The Department of the Army announced today that it will partially terminate the Manned Ground Vehicle (MGV) development effort under the Future Combat Systems (FCS) Brigade Combat Team (BCT) System Development and Demonstration (SDD) contract with the Boeing Company. The partial termination is for the convenience of the government.
Strategypage writes about the survival of the Abrams as the FCS project falters:
The U.S. Army is having a really hard time figuring out what it's next tank will be like, and that's turned into a major problem. Recently, the Department of Defense forced the army to cancel its $150 billion FCS (Future Combat System) because it was too expensive, too vague and not very convincing. FCS included a replacement for all current armored vehicles. Now the army is pleading for a chunk of the lost FCS billions so that it can get to work on replacements for M-1 tank and the M-2 (IFV) Infantry Fighting Vehicle. The big problem is that the army really doesn't have a design for either of these replacement vehicles. The even bigger problem is that armored vehicle design has hit something of a plateau. There's really no exciting new, game-changing, concepts to justify a new tank or IFV.
As I wrote back in 2002 in Military Review, I hope that the new Stryker brigades would demonstate both the usefulness and limits of light armor for our future Army (then called the Objective Force). I did not think that the wonder tank, merging lightness and lethality with survivability, could be built:
A light, cannon-armed FCS with an antitank guided missile attached and plugged into a tactical network will handle many moderate conventional threats and will be useful in stability operations. Experience with IBCTs may well give the Army a better sense of what light armor can do and lead it to accept that it cannot succeed in all threat environments. The IBCT has a limited role as an early entry force and clearly recognizes that it is not the main fighting force. It will eventually be supplanted by heavier divisions if the enemy is heavy and will fight as a maneuver unit of a division. The Objective Force is to blur that distinction so that the light forces are the main fighting force. The FCS is critical to making this happen.
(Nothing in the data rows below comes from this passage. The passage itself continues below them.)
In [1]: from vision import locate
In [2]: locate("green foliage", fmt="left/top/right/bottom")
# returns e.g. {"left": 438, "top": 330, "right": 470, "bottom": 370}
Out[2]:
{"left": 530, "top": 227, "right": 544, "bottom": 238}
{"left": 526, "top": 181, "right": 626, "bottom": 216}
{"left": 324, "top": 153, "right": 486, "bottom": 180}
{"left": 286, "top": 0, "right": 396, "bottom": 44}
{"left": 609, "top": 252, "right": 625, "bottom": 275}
Building the FCS, however, is a high-risk venture. The Army should not spend whatever it takes attempting to meld multiple revolutionary technologies into one vehicle for all missions. The FCS should be different from the Abrams and Bradley but must be designed with near-term technology that incorporates modular improvements if the Army is to turn “gee whiz” ideas into actual hardware. Separated missiles and a sensor grid; active defenses; EGTs; and exotic engines, fuels, and weapons can be retrofitted to defeat more capable enemies. Barring successfully fielding exotic technologies to make the FCS work, the Army must consider how it will defeat future heavy systems if fighting actual enemies and not merely suppressing disorder becomes its mission once again. The tentative assumptions of 2001 will change by 2025. When they do, the Army will rue its failure today to accept that the wonder tank will not be built.
We did not succeed in developoing multiple advanced and exotic technologies to build the FCS and the plug has been pulled on the project.
The Abrams and its legacy companion, the Bradely Fighting Vehicle, are still the best armored fighting vehicles on the planet, dinosaurs though they may be. The furry little FCS mammals are just more crunchies left behind in the track trails of these still dominant systems.
The Army may even be ruing its failure to accept that the wonder tank can't be built--well, other than the Abrams.